Just like biology has a central dogma, statistics, and

in particular statistical inference, has a central dogma as well.

The central dogma is sort of the central idea that

explains what you're trying to do in the field.

And so, the central dogma of statistics has to do with this specific problem.

Suppose you have a huge population, like you see in the top left-hand corner, and

you might want to know something about that population.

In this case, it's an idealized example, so we might want to know how many pink and

how many gray samples are there.

So in general, the problem might be that measuring the whole population, or

taking measurements on the whole population, might be really expensive, or

it might be very hard to do for a number of different reasons.

And so, what we want to do is take advantage of, basically, probability to be

able to say something about the population without measuring the whole population.

So what we do is we take,

use probability to take a small sample from that population.

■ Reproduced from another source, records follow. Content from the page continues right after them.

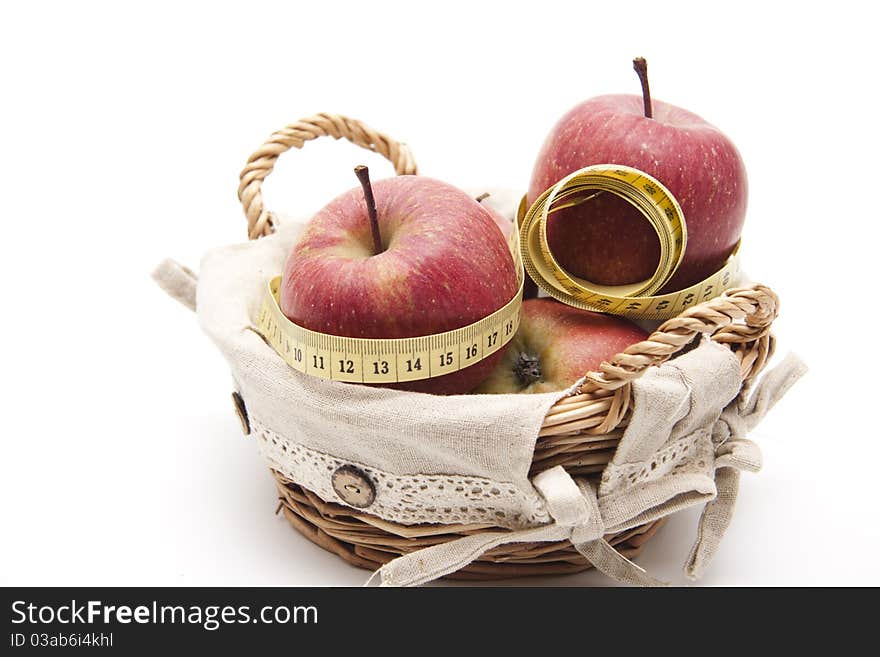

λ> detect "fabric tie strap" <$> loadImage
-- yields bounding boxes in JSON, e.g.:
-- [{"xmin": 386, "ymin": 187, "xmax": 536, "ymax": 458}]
[{"xmin": 368, "ymin": 355, "xmax": 806, "ymax": 586}]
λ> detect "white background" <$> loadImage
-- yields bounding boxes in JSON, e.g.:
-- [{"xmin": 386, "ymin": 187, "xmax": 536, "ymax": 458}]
[{"xmin": 0, "ymin": 0, "xmax": 880, "ymax": 585}]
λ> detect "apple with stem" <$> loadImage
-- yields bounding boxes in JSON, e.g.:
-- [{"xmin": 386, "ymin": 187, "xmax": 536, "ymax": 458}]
[
  {"xmin": 528, "ymin": 58, "xmax": 748, "ymax": 292},
  {"xmin": 280, "ymin": 167, "xmax": 518, "ymax": 394},
  {"xmin": 474, "ymin": 299, "xmax": 648, "ymax": 393}
]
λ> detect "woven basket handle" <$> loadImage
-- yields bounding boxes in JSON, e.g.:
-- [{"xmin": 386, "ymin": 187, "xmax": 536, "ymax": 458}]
[
  {"xmin": 582, "ymin": 285, "xmax": 779, "ymax": 390},
  {"xmin": 238, "ymin": 113, "xmax": 416, "ymax": 240}
]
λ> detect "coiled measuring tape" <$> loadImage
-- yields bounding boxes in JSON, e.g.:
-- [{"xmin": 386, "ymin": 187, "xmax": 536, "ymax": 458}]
[
  {"xmin": 517, "ymin": 164, "xmax": 739, "ymax": 319},
  {"xmin": 257, "ymin": 224, "xmax": 525, "ymax": 383}
]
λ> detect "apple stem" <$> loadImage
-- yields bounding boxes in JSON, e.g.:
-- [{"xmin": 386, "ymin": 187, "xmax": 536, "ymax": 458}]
[
  {"xmin": 513, "ymin": 352, "xmax": 543, "ymax": 386},
  {"xmin": 354, "ymin": 164, "xmax": 385, "ymax": 255},
  {"xmin": 633, "ymin": 57, "xmax": 654, "ymax": 119}
]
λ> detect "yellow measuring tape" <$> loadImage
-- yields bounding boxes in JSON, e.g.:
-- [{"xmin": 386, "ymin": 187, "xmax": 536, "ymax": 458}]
[
  {"xmin": 257, "ymin": 165, "xmax": 738, "ymax": 383},
  {"xmin": 257, "ymin": 224, "xmax": 524, "ymax": 383},
  {"xmin": 517, "ymin": 164, "xmax": 739, "ymax": 319}
]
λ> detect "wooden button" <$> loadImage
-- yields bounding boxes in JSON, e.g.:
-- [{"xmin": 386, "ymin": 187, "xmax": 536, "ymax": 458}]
[
  {"xmin": 232, "ymin": 392, "xmax": 251, "ymax": 436},
  {"xmin": 332, "ymin": 465, "xmax": 376, "ymax": 509}
]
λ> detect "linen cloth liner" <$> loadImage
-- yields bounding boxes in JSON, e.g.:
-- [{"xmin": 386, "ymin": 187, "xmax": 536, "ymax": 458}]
[{"xmin": 154, "ymin": 206, "xmax": 805, "ymax": 585}]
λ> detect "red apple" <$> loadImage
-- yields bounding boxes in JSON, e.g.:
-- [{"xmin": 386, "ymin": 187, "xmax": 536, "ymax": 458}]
[
  {"xmin": 280, "ymin": 167, "xmax": 517, "ymax": 394},
  {"xmin": 474, "ymin": 299, "xmax": 648, "ymax": 393},
  {"xmin": 528, "ymin": 59, "xmax": 747, "ymax": 291}
]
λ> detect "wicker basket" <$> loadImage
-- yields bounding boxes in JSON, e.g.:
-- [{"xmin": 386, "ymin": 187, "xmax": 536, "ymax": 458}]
[{"xmin": 232, "ymin": 114, "xmax": 778, "ymax": 579}]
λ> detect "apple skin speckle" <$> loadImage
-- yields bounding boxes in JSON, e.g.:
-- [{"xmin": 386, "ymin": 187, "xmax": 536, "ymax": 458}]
[
  {"xmin": 475, "ymin": 298, "xmax": 648, "ymax": 394},
  {"xmin": 281, "ymin": 176, "xmax": 517, "ymax": 394},
  {"xmin": 528, "ymin": 95, "xmax": 748, "ymax": 291}
]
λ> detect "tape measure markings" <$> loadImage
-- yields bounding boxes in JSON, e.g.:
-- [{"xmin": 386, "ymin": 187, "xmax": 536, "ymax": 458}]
[
  {"xmin": 517, "ymin": 164, "xmax": 739, "ymax": 319},
  {"xmin": 257, "ymin": 224, "xmax": 525, "ymax": 383}
]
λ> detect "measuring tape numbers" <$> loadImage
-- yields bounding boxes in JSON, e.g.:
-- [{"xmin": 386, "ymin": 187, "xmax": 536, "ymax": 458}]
[
  {"xmin": 517, "ymin": 164, "xmax": 739, "ymax": 319},
  {"xmin": 257, "ymin": 228, "xmax": 525, "ymax": 383}
]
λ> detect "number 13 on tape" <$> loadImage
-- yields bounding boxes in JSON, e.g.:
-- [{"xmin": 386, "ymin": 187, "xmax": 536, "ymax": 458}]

You may have heard of sort of a randomized sample,

there's a number of different ways you can use probability to get this sample, but

the idea is that you would like it to somehow represent the larger population.

So once you've taken that sample, we can maybe make measurements on the smaller

number of objects that we've collected here.

So we have these symbols in the lower right hand corner,

there's only three of them, so it might be relatively cheap,

or relatively easy to take measurements on it.

So we see that there are two pink symbols and one gray symbol, and

so then what we use is statistical inference

to make a guess about what the population looks like.

So we might say, you know, on average there are going to be more pink symbols

than there are gray symbols in the whole population,

because that's what happened in our sample.

And if we did the sampling right and the probability sampling right,

then that best guess might be pretty good.

Another important component of the central dogma of statistics is that

this best guess isn't quite enough.

So, we took a sample, we didn't measure actually everything in the population,

we only measured a subset.

So, it turns out that the whole, the, our best guess is actually, potentially,

kind of variable.

And so, it could be that the best guess is off in one direction,

we might actually have more gray symbols in the population.

Or, it could be in the other direction,

that it might be more pink symbols in the population.

2:04

So the question is, how do we quantify that variability?

How do we say,

we took this sample, how do we see what's actually going on in the population, and

that's the, sort of, the central idea behind statistical inference.

And it's really important, so knowing the population is maybe one of the most

fundamental ideas in statistics, and it's central to the central dogma.

So, in this same example, suppose we have a population that consists of pink and

gray symbols and we take a sample from that population.

And, then it turns out that between the time that we took that sample and

we actually want to do the inference, the population changes.

So now, all of a sudden, we've introduced some purple symbols.

2:42

Now, if we want to do that same inference,

we end up in trouble, because the sample no longer represents the population.

This is actually a very common problem, and it's a very under sort of, appreciated

problems in statistical inferences, knowing what the population is.

So here's an example of that.

You may have heard about Google Flu Trends.

Google Flu Trends tries to use search terms to predict

flu activity in the United States and in other places.

And it got a lot of press because it's sort of a cool,

and a very inef, a very efficient way of trying to predict the flu,

you just need the search terms and you can create the prediction.

But it turns out that Google Flu Trends, despite being very good when it very,

was first released,

ended up being pretty bad at predicting when flu outbreaks would occur.

And the reason why was that the population changed, the way people searched for

symptoms of the flu changed over time.

And so, that was one of the major reasons why the prediction algorithm

they originally developed no longer worked, because the population changed.

So the central idea of statistical inference, and

the central dogma of statistics is, we have a population,

we want to take a smaller sample from that population using probability, and

then use statistical inference to say something about the population, and

in particular, the variability of our estimate for that population.